Was nach Schlingerkurs und Selbstaufgabe aussieht, ist knallhartes Kalkül der SPD-Spitze. Frank-Walter Steinmeier kämpft um die Stimmen in der Mitte („Wir dürfen die Mitte der Gesellschaft nicht räumen. Und das werden wir auch nicht. Dafür stehe ich!“), um später mit Linken und Grünen eine Volksfrontregierung bilden zu können.
Eindrücke vom SPD-Parteitag: Nachdem es eine Weile so aussah, als würde die SPD einen harten Wahlkampf führen, hat sie sich für einen Kuschelkurs entschieden. Anders kann die Rede von Frank-Walter Steinmeier auf dem SPD-Programm-Parteitag und das zeitgleiche Spiegel-Interview seines Stellvertreters Peer Steinbrück („Gekläffe kommt nicht an“) nicht interpretiert werden.
Steinmeier sprach in seiner 66minütigen Rede nicht ein einziges Mal vom „Baron aus Bayern“, übte nur sehr maßvolle Kritik an der Kanzlerin, die er überhaupt nur dreimal erwähnte, und wirkte auch sonst weniger beherzt, als er hätte sein können. Er brauchte geschlagene vierzig Minuten, bis er zum ersten Mal sagte: „Ich will Kanzler werden.“ Die Partei hätte klarere Worte erwartet. Nur einmal gab es spontanen Applaus, der über das übliche Pflichtklatschen deutlich hinausging, als Steinmeier sagte: „Schwarz-Gelb darf keine Mehrheit erhalten, weil die Ideologie, die uns in die Krise geführt hat, sicherlich nicht die Antwort auf die Krise sein kann.“ Er verzichtete aber auf andere Angriffe.
Kaum Zeit für die Familie
Das Wort „Familie“ kam nur zweimal in seiner Rede vor. Er redete nicht ein einziges Mal übers Sparen, übers Maßhalten. Dafür aber viel übers Geldausgeben. Überraschenderweise sagte er nichts über sein Ressort, die Außenpolitik. Dafür kam er mit einer Neuigkeit heraus, der Forderung nach einer Frauenquote bei Vorstandsposten in Großkonzernen. Darauf hat die Welt wirklich gewartet: noch mehr Frauenquoten! Steinmeier hätte gut daran getan, an eben diesem Sonntagmorgen „Weckup“ auf „Sat1“ einzuschalten, wo sein früherer Genosse Wolfgang Clement mit der deutschen Parteiendemokratie abgerechnet hat.
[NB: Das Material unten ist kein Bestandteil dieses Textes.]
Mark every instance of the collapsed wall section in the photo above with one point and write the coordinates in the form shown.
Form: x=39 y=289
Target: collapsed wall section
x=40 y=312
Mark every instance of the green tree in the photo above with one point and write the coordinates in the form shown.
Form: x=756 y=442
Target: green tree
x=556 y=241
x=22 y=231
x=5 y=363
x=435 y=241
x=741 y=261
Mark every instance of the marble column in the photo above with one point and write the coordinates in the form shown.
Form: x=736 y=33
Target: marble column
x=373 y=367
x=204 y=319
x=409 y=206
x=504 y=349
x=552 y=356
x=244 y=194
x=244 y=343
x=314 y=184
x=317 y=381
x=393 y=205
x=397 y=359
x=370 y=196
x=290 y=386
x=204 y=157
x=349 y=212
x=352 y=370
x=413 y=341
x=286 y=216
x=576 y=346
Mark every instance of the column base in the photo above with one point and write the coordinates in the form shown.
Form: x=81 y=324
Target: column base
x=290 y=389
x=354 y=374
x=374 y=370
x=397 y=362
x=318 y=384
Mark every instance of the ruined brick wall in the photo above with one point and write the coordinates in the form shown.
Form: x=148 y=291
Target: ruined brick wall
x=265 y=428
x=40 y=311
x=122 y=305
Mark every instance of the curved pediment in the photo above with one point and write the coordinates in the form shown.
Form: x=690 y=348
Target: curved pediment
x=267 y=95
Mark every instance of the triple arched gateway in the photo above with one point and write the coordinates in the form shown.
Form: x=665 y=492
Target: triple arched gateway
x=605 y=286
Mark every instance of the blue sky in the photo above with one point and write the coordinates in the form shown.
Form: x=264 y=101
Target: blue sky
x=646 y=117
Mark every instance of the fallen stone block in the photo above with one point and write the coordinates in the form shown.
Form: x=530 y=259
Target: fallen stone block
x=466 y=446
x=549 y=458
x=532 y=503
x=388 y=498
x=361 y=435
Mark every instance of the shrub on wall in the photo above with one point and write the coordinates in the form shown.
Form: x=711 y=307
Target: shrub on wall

Der Ex-Wirtschaftsminister hat dort die Quoten bei der Vergabe von politischen Ämtern in Deutschland gegeißelt. Bei der Listenaufstellung in der SPD ginge es nur noch um „ein Mann, eine Frau“, während die Qualifikation keine Rolle mehr spiele. Und dieses feministische Spielchen will Frank-Walter Steinmeier nun auch noch privaten Firmen aufdrücken!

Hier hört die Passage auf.